NZNO will be working closely with the various parties planning for the largest public health vaccination programme in history, with vulnerable populations and health workers prioritised. Planning is now underway, with the Ministry of Health announcing last month that 2000-3000 new vaccinators will be required to implement the roll-out. Putting together such a workforce will be challenging, with pre-existing shortages across the health sector and the significant decrease in number of internationally qualified nurses able to enter the country. The response will need to be innovative. Nurses are highly skilled at leading such major projects – nurses implemented and delivered past programmes, such as nationwide measles and meningitis vaccination programmes.

Following media about the need for a major vaccination workforce, NZNO has been contacted by a number of members and non-members. The Nursing Council is now compiling a list of interested nurses for vaccination recruitment. The Immunisation Advisory Centre vaccinator courses will include training for COVID-19 vaccinators.


Last month we heard the news the country had been dreading – a case in the community; this time a returning resident from Tai Tokerau. It is believed the woman contracted the South African strain of the virus while in a MIF, which is deeply concerning. When Kai Tiaki Nursing New Zealand went to press, the woman was considered recovered and all her close contacts had tested negative.

This latest case calls into question the efficacy of the length of stay in MIF/MIQ facilities and illustrates the point NZNO has been making for a considerable time – that people can be asymptomatic or mildly symptomatic, yet still have the virus. Every effort must be made to protect border workers, as they are all that stands between the border and the public health and safety of five million people.

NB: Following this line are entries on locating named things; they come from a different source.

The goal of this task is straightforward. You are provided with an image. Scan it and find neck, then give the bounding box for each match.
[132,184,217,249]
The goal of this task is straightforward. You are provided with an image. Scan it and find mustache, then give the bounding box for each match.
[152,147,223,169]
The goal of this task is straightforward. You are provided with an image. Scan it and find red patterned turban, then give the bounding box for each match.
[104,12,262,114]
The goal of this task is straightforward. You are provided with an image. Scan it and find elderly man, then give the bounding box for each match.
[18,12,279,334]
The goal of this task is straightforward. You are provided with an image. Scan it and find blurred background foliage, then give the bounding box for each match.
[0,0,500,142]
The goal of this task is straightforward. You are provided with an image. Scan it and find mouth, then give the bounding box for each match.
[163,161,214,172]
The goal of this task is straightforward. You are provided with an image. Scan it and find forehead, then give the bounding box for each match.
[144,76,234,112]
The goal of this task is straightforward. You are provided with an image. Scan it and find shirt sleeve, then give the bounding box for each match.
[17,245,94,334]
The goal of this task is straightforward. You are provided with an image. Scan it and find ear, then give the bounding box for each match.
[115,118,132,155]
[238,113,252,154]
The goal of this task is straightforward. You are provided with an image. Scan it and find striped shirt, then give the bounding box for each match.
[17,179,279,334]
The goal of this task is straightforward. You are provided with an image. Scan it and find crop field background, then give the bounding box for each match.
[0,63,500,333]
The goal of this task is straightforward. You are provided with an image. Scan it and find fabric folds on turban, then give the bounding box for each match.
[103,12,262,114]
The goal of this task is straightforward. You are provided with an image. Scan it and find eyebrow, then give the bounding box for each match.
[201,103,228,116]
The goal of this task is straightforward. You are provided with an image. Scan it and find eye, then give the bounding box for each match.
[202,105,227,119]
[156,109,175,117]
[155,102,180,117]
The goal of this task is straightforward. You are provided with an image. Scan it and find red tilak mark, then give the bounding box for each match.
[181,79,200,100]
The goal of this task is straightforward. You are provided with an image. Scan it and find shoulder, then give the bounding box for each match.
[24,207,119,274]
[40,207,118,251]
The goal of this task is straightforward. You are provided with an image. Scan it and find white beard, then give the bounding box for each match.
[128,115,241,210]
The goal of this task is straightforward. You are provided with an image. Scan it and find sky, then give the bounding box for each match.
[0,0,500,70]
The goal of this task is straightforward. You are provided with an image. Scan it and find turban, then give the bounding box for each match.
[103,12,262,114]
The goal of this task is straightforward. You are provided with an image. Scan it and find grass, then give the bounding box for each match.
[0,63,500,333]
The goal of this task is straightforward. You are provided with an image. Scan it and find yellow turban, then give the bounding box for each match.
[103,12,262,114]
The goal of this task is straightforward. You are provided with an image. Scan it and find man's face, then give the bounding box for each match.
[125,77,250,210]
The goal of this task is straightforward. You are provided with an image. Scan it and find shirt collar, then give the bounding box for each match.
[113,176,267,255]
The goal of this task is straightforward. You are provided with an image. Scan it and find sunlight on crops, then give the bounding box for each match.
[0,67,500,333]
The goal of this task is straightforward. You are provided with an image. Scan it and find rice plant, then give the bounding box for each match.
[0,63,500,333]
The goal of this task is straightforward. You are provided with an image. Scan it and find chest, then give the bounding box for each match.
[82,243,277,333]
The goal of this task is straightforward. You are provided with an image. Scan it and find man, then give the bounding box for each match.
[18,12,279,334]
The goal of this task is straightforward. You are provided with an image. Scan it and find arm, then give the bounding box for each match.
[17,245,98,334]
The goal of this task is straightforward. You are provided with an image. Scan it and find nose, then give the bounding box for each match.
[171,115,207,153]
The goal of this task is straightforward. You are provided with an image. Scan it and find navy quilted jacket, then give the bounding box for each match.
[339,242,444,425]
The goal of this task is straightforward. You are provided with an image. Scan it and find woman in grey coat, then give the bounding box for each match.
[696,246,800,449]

Over the holidays, COVID-19 complacency appeared to have crept in. While travelling, I witnessed a young woman going through security at the airport complaining that it was “silly” to have to wear a mask. Surely she has seen images of the crisis all around the world but must think it cannot or will not happen here. And I have observed a number of people on Auckland public transport not wearing masks.

Effective mask wearing

As health professionals, we have an obligation in this public health emergency to model good practice. This includes wearing a mask effectively when indicated, eg on public transport in Auckland and on all flights, and teaching others how to wear a mask properly. I have seen many examples of how not to wear a mask – with the person’s nose poking out over the top and my personal favourite, wearing the mask as a chin strap, with neither mouth or nose covered.

As health professionals we have an obligation in this public health emergency to model good practice.

The best defence for the community will not be vaccines alone – these are many months off. Our strongest defence is to protect ourselves and others, especially the most vulnerable. And ensuring the health system copes will be through good old-fashioned infection prevention and control measures – washing your hands, getting tested when you feel sick and staying home if you are sick. More contemporary public health measures – scanning wherever you visit and turning Bluetooth on if you have it – are also very important.

We will get through this. We need to work together to do everything we can to avoid the crisis and relentless distress our international colleagues have seen and, a year on, are still experiencing.